What's Mine becomes Yours: Defining, Annotating and Detecting Context-Dependent Paraphrases in News Interview Dialogs
Anna Wegmann
Utrecht University
Tijs van den Broek
Vrije Universiteit Amsterdam
Dong Nguyen
Utrecht University
Repeating or paraphrasing what the previous speaker said has time and again been found to be important in human-to-human or human-to-computer dialogs: It encourages elaboration and introspection in counseling, can help deescalate conflicts in crisis negotiations, can have a positive impact on relationships, can increase the perceived response quality of dialog systems and generally provides tangible understanding-checks to ground what both speakers agree on.
In NLP, paraphrases have received wide-spread attention: researchers have created numerous paraphrase datasets, developed methods to automatically identify paraphrases, used paraphrase datasets to train semantic sentence representations, and benchmark modern LLMs. However, most previous work (1) has focused on context-independent paraphrases, i.e., those that are semantically equivalent independent from the given context, and has not investigated paraphrases in dialog specifically, (2) has classified paraphrases at the level of full texts although paraphrases often only occur in portions of larger paragraphs, (3) uses only one to three annotations per paraphrase pair and (4) only annotate pairs of texts that are “likely” to include paraphrases using heuristics like lexical similarity even though, we can not expect lexical similarity to be high for all or even most paraphrases.
We address all four limitations with this work. First, we are, the first to focus on operationalizing, annotating and automatically detecting context-dependent paraphrases in dialog. Second, instead of only classifying whether a text paraphrases (part) of a previous text, we identify the text spans that constitute the paraphrase pair. Third, we collect a larger number of annotations of up to 20 per item in line with typical efforts to address plausible human label variation. Even though context-dependent paraphrase identification in dialog might at first seem straight forward with a clear ground truth, similar to other “objective” tasks in NLP, human annotators (plausibly) disagree on labels. For example, consider the following interaction: Speaker 1: “The money will help.”, Speaker 2: “It cant hurt.”. “[The money] can't hurt” can be interpreted in at least two different ways, as a statement with approximately the same meaning as “the money will help” or as an opposing statement meaning the money actually will not help but at least “It can't hurt” either. Fourth, instead of using heuristics to select text pairs for annotation, we choose a setting with a higher than average expected occurrence of paraphrases: transcripts of NPR and CNN news interviews. In (news) interviews, paraphrasing or more generally active listening is encouraged.
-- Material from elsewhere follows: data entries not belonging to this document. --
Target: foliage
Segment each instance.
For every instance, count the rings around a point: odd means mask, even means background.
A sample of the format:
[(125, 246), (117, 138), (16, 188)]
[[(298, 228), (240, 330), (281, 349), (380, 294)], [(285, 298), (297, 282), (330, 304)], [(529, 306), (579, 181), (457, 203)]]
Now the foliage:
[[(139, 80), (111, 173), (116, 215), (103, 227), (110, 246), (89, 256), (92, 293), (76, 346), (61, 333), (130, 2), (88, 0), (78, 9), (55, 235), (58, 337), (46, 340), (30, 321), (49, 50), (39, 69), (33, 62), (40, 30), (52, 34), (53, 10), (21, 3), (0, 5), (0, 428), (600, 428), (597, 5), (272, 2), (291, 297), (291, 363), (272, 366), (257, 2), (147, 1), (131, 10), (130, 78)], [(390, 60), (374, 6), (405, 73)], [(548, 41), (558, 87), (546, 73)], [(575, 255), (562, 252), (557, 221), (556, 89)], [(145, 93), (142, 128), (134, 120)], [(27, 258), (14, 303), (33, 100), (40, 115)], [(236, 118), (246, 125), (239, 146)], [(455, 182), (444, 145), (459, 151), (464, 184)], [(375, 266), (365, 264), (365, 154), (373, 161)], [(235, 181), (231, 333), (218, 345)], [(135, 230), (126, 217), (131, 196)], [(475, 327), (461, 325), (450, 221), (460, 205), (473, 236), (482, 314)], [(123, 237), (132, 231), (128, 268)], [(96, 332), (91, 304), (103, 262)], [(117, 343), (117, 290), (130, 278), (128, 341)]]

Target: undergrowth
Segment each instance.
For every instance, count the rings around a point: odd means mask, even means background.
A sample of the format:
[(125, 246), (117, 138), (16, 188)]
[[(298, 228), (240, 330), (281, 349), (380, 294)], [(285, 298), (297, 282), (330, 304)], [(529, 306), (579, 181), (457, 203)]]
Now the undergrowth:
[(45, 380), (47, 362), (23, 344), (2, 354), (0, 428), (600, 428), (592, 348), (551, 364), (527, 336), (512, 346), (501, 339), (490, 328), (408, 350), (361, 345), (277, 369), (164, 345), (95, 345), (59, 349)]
In short, we operationalize context-dependent paraphrases in dialog with a definition and an iteratively developed hands-on training for annotators. Then, annotators classify paraphrases and identify the spans of text that constitute the paraphrase. We release a dataset with 5581 annotations on 600 utterance pairs from NPR and CNN news interviews. We use in-context learning on generative models like Llama 2 or GPT-4 and fine-tune a DeBERTa token classifier to detect paraphrases in dialog. In-context approaches perform better at classification, while the token classifier tends to provide better text spans. We hope to contribute to the reliable detection of paraphrases in dialog.